Interpreting elpd_diff - loo package

OK thanks! I’ve never really written any code at all (other than specifying models for off-the-shelf R packages), but I will try my best.

What I was asking above (and sorry for being unclear again!) is how bad would it be to compare the two models using non-pointwise WAIC (or DIC); i.e., the value that comes with the model summary:

Log-likelihood at expected values: -7114.01
Deviance: 14228.02
DIC: 14823.37
Effective number of parameters (pD): 297.68
WAIC (SE): 14828.32 (170.9)
pWAIC: 292.09

I understand it’s far less accurate than the pointwise version, but is it “good enough” for comparing between two models which should be very different?

That value is the sum of pointwise values. There is no non-pointwise version of DIC/WAIC (in theory there could be, but they would fail so likely that just forget that).

Right - so can’t I just compare the two models on the sum of the pointwise values

WAIC=(as.numeric(WAIC(Both_M)))-(as.numeric(WAIC(Both_NO_CA_M)))
WAIC
[1] -6.837828

and interpret this like an AIC value? I know it’s not optimal - but is it a reasonably good approximation, or totally wrongheaded?

Totally wrongheaded!

I dislike all information criterion as they are so easily hiding the original assumptions Akaike made, as this discussion also illustrates.

OK thanks!

Update: this is on its way with the new loo and rstanarm packages we’re releasing next week (both already on GitHub). There will be an example at help("loo", package = "rstanarm") when it comes out.

I know this is a very old post, but I am stuck on this very problem.
Apologies if this is formulated in a really unwieldy way. I have two (related) questions

Does this effectively mean that using LOO-CV is not well suited for comparing two models that differ minimally (e.g. with vs. without a predictor of a main effect) but that have multiple observations within clusters ?

Related to this - I have models:

m1: reactiontime ~ condition + (1|Participant)
m2: reactiontime ~ 1 + (1| Participant)

Condition is a factor with two levels: Baseline and Distraction

The theory predicts that participants in the Distraction condition will react slower.

In order to investigate this, can I just “use [m1] and look at the marginal posterior of the effect” , e.g. in a psycholinguistics journal? Or do I “need” to do LOO-CV comparison?

1 Like

You can also start a new thread and refer to an old post.

It is well suited if you are interested in the difference in predictive performance and leave-one-out approximates your prediction task well. You may need a different structure in cross-validation if you are, for example, interested in predicting jointly for a future data arriving in clusters.

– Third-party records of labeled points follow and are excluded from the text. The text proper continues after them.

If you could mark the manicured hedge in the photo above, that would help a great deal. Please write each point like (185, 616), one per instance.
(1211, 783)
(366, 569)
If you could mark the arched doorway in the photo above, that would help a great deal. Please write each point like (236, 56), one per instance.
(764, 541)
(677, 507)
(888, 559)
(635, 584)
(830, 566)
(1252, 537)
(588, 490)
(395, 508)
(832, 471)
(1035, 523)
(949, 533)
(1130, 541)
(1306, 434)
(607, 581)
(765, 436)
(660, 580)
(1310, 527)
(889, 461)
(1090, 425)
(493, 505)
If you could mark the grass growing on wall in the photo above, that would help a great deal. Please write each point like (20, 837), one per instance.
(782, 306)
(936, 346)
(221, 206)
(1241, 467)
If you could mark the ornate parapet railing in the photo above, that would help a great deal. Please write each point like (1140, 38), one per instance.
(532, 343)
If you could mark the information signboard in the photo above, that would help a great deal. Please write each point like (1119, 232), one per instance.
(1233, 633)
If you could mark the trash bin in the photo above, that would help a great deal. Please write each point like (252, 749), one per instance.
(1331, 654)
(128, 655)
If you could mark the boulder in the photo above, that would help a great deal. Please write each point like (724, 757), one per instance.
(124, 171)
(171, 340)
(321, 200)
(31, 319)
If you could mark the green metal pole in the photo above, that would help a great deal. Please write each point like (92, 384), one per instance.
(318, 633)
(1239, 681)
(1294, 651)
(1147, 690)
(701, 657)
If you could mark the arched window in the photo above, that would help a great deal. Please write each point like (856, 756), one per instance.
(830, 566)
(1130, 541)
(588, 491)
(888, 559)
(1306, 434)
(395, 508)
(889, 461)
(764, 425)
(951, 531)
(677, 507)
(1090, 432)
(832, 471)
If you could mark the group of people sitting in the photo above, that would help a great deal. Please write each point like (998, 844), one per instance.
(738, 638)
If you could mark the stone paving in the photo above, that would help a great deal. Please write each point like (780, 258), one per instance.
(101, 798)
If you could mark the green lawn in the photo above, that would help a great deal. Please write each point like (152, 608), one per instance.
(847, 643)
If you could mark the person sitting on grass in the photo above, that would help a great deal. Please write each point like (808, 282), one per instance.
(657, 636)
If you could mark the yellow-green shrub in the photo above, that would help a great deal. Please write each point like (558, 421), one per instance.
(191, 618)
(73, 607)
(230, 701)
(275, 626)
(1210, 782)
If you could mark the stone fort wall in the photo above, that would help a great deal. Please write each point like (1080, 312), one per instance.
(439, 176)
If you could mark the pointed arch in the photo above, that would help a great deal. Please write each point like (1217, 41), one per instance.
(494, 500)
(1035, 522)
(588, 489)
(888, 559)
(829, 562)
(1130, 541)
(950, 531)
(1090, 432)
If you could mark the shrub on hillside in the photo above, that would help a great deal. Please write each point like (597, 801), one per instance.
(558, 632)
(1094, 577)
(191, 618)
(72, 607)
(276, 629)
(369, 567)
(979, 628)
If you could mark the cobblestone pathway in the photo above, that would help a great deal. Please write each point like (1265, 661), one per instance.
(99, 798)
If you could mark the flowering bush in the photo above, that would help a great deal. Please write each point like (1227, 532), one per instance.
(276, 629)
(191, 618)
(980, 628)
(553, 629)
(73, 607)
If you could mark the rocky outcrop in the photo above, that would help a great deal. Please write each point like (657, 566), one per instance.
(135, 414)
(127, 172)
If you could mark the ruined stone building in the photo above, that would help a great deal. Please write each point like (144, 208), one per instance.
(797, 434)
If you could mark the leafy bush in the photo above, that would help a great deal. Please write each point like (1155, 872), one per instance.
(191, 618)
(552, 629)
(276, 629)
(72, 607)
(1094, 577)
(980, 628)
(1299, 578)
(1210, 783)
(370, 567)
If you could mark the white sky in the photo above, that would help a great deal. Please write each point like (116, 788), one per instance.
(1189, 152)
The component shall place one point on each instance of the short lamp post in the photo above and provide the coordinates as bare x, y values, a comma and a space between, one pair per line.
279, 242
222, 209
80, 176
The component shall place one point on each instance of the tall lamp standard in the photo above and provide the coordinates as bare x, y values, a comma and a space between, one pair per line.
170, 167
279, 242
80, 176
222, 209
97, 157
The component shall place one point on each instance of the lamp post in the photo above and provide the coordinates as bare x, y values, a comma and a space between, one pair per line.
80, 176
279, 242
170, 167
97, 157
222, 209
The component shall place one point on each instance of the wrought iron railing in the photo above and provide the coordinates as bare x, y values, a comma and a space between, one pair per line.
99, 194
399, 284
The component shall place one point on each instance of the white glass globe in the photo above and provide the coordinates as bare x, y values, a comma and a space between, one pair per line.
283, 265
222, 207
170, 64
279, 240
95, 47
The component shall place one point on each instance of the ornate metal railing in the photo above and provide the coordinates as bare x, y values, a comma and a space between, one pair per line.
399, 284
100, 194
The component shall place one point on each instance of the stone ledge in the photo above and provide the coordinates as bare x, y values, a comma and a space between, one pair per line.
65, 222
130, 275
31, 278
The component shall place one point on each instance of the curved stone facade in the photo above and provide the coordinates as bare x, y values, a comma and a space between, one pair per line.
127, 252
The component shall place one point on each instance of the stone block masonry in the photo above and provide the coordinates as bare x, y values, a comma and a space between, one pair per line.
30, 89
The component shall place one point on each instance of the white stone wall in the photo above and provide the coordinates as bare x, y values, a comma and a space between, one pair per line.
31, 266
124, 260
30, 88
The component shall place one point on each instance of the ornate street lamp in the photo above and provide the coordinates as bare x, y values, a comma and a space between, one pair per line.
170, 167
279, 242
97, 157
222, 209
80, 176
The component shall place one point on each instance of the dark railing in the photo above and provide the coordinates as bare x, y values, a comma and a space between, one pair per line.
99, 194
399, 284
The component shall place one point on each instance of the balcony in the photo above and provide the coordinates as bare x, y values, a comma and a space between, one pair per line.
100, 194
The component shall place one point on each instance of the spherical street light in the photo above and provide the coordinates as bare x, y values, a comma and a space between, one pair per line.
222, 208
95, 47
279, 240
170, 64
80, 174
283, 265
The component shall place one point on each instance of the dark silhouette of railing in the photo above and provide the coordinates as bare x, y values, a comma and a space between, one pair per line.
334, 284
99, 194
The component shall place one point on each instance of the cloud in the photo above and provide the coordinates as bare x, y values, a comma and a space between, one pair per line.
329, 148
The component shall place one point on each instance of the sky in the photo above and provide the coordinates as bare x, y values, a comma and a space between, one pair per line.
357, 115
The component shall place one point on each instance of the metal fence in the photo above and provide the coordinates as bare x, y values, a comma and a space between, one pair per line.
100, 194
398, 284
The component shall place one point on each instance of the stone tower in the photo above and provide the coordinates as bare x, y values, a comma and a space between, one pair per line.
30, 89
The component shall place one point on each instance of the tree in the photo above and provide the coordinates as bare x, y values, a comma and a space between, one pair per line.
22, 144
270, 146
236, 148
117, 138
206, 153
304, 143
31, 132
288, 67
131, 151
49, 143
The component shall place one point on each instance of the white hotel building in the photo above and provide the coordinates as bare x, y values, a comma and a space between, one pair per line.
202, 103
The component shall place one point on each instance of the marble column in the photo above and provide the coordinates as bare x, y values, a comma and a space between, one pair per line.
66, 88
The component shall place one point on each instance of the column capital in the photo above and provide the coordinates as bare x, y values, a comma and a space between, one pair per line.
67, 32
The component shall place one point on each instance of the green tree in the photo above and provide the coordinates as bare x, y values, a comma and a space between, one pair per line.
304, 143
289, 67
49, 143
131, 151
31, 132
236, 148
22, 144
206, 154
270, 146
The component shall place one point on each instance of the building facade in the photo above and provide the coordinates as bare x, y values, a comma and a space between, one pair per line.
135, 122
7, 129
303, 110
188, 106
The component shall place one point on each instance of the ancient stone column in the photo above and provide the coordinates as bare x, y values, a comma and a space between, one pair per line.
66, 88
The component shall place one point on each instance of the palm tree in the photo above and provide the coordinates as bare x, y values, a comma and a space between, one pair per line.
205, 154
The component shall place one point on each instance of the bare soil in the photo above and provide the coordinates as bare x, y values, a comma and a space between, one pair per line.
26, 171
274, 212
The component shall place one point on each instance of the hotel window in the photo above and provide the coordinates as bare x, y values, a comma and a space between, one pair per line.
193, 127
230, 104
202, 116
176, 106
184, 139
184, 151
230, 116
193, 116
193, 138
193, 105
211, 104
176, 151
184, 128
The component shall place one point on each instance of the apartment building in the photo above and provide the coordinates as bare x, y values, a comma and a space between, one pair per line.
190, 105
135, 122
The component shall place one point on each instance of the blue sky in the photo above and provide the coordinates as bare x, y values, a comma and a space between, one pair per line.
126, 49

I don’t have any information what psycholinguistics journals expect. If you are interested in the magnitude of the effect and not in how well either model predicts the reactiontime then looking at the posterior is sensible. As you have just one unknown condition parameter, looking at the marginal can be informative as the posterior dependency with participant effects is likely to be small.

2 Likes